I do not wish to suggest to John McLintock is a child who'd rather play roleplaying games than do his homework. But we should realise that the mere fact that you and I like roleplaying games does not prove that it is a good thing that we spend our time playing them. (Unless it be in those moments we just need to relax.) I do think it is a good thing, and I have discussed some of the reasons for that in this blog; others you can think up yourself.
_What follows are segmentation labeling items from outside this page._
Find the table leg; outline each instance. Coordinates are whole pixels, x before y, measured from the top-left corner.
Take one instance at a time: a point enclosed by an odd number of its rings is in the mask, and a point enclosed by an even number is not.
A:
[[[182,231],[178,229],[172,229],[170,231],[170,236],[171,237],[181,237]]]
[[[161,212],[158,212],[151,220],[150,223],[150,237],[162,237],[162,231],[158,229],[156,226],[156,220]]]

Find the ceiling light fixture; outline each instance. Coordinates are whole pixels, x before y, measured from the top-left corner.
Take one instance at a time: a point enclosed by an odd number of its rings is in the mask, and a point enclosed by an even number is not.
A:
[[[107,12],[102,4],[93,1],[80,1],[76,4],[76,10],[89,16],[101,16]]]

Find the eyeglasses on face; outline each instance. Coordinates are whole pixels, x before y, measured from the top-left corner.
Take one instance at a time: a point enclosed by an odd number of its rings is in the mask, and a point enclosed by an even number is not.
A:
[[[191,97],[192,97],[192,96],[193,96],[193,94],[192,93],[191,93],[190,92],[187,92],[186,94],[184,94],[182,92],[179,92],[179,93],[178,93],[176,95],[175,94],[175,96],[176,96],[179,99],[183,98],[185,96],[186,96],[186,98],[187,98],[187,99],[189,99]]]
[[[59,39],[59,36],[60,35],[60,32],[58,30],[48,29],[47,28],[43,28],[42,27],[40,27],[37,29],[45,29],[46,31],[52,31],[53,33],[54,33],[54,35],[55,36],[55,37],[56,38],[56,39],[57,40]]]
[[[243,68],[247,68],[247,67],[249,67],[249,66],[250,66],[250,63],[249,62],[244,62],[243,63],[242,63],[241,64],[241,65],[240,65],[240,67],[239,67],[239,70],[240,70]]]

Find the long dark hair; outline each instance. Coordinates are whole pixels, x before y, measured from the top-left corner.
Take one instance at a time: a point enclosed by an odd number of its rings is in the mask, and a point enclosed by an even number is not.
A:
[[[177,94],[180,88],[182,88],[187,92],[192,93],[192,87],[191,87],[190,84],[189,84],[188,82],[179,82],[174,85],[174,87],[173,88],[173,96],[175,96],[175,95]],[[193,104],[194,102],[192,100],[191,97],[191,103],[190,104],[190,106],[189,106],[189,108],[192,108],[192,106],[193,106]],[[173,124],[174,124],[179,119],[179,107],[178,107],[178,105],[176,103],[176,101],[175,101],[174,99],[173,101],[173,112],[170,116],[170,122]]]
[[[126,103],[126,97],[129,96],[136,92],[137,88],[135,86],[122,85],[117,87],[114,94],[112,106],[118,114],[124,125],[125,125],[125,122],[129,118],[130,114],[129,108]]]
That we like it, however, is not enough.
For luckily, there are standards other than 'liking'; standards that we can call on in order to rise above ourselves and reach that height of spirit which we can always strive for, if never quite attain.
Who knew what exactly?
ReplyDeleteNo offense to you or John McLintock, Victor, but if you folks really want to moonlight as aestheticians, you might want to play catch-up with recent developments in art theory, since really smart people have spent a lot of time discussing all of this.
ReplyDeleteI suggest Noel Carroll's book Theories of Art Today, which contains essays by some of the West's best aestheticians.
I have not read that particular book, but I have read Carroll's Philosophy of Art. How distinctly I recall the parade of attempted 'definitions' of 'art', only to end with some luke-warm compromise! The dark side of analytic philosophy was all too clear in the book, and it is no wonder that I wrote the final essay for the course we read it in on Nietzsche's Birth of Tragedy.
ReplyDeleteAnyway, what I really want to say is - can you indicate some specific point in my post that would have benefited from a better acquaintance with contemporary aesthetics? Because I don't really have the idea that I said anything philosophically controversial, except for my condemnation of what Harold Bloom calls the 'Culture of Resentment' - something that is not exclusively the terrain of the philosophy of art.